As we keep up with changes from regulators, we continue to see our clients looking for reprieve wherever possible. For years, investment funds have been sensitive to Unrelated Business Taxable Income (UBTI) and Effectively Connected Income (ECI) which can be problematic for tax-exempt investors and non-US investors respectively. As we have received further guidance, it has become clear that these same issues would extend to investors in crypto funds, particularly when it comes to mining and staking activities.

Risks & Rewards

One of the unique aspects of the crypto market is that it is almost completely governed by code (smart contract). The usual characteristics of digital tokens such as their availability and transferability, are completely governed by a set of rules that have been transformed into a computer program. As such, once the transfer of digital tokens has occurred and has been processed on the blockchain, it is very difficult, if not outright impossible, to undo that transaction; such a process would require the consensus of 51% of the miners on the blockchain to revert back to a previous version of the blockchain that precedes the date of the transfer. Another option is to submit a reversal of the entry so both the original transaction and the reversal receive consensus by 51% of the miners. The parties that are part of the transaction also need to agree, which could be difficult if one of the parties does not want to reverse the transaction.

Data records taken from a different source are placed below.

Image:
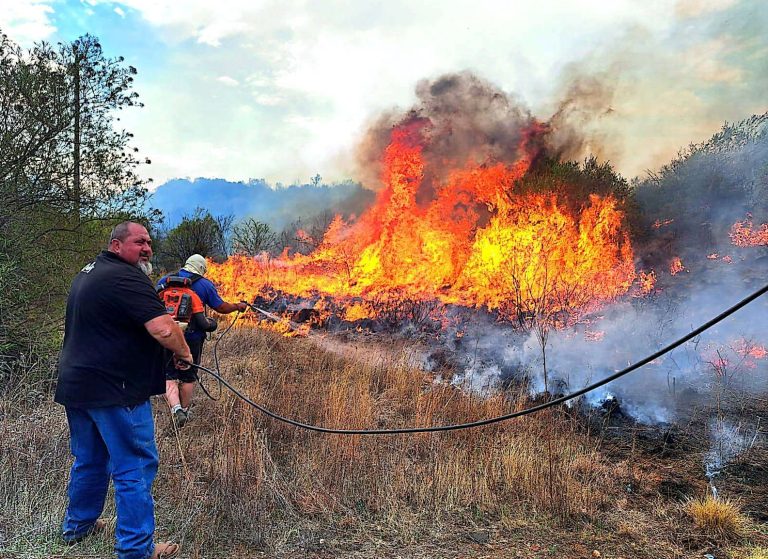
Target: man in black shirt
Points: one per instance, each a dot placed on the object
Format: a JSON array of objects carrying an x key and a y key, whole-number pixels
[{"x": 109, "y": 366}]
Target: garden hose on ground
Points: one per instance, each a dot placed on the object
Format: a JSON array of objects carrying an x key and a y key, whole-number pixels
[{"x": 216, "y": 374}]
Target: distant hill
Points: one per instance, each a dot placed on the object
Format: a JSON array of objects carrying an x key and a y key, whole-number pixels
[{"x": 277, "y": 206}]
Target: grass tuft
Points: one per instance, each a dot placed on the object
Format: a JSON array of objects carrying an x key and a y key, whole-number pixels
[{"x": 718, "y": 517}]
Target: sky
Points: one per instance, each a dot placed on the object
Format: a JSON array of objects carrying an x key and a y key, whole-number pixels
[{"x": 284, "y": 90}]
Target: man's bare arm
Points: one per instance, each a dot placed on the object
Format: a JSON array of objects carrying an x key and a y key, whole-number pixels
[{"x": 165, "y": 330}]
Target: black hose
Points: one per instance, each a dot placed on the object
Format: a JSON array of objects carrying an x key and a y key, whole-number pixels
[{"x": 534, "y": 409}]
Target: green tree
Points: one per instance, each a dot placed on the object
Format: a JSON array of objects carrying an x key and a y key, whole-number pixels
[
  {"x": 198, "y": 233},
  {"x": 55, "y": 214},
  {"x": 251, "y": 237}
]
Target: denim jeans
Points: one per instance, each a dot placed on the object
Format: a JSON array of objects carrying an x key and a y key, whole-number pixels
[{"x": 117, "y": 443}]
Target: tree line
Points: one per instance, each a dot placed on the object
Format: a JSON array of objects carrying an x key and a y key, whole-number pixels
[{"x": 69, "y": 173}]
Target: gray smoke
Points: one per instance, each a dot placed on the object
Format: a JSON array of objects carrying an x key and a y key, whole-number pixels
[
  {"x": 702, "y": 194},
  {"x": 471, "y": 121}
]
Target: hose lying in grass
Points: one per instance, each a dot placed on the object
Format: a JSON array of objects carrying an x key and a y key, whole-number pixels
[{"x": 707, "y": 325}]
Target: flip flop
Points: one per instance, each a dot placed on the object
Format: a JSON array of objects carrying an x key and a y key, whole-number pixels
[{"x": 165, "y": 550}]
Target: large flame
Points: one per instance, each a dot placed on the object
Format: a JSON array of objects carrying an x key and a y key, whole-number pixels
[{"x": 477, "y": 241}]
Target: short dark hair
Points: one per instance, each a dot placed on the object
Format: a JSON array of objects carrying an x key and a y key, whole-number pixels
[{"x": 120, "y": 231}]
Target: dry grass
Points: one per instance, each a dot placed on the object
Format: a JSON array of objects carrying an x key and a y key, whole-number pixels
[
  {"x": 717, "y": 517},
  {"x": 236, "y": 482}
]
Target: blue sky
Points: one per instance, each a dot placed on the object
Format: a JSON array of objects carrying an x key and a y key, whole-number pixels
[{"x": 283, "y": 90}]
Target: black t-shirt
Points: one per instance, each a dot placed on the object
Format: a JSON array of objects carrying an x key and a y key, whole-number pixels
[{"x": 108, "y": 357}]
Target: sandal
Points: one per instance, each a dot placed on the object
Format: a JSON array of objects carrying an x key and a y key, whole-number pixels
[{"x": 165, "y": 550}]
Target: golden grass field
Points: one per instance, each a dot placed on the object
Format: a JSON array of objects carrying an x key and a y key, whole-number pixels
[{"x": 233, "y": 483}]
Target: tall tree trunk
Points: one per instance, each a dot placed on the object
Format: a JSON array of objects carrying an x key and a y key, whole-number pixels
[{"x": 76, "y": 193}]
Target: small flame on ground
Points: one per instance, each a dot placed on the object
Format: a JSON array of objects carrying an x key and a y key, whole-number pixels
[
  {"x": 676, "y": 266},
  {"x": 744, "y": 233}
]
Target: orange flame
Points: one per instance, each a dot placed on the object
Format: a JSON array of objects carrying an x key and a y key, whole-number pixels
[
  {"x": 661, "y": 223},
  {"x": 743, "y": 233},
  {"x": 676, "y": 266},
  {"x": 476, "y": 242}
]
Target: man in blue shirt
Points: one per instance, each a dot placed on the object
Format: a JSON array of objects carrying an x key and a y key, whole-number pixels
[{"x": 180, "y": 384}]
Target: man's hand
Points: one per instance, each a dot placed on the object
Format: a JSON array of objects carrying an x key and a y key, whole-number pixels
[{"x": 182, "y": 362}]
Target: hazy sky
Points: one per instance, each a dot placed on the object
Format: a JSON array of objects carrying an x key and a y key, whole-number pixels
[{"x": 283, "y": 89}]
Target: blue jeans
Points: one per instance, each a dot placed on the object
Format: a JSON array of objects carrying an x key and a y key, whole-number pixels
[{"x": 117, "y": 443}]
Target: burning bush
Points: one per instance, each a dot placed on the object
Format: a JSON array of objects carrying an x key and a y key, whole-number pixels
[{"x": 470, "y": 211}]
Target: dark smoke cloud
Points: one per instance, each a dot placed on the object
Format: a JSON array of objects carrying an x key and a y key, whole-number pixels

There are examples of individuals who mistakenly transferred a significant number of digital tokens to an incorrect address only to learn after the transaction was complete that the destination wallet address was mistyped, and their funds are irrevocably lost. The near immutability of the transfer of digital tokens is very attractive to malicious actors because once an unauthorized transfer of tokens is completed, the victims have very little recourse to recapture the lost tokens. Therefore, while the technology platform (blockchain) provides a secure method of conducting transactions, the actions by the parties involved can result in errors or unintended activities. It is paramount to implement effective cyber security controls associated with the processes and technology associated with digital transactions, including security for private keys and wallets used with digital tokens.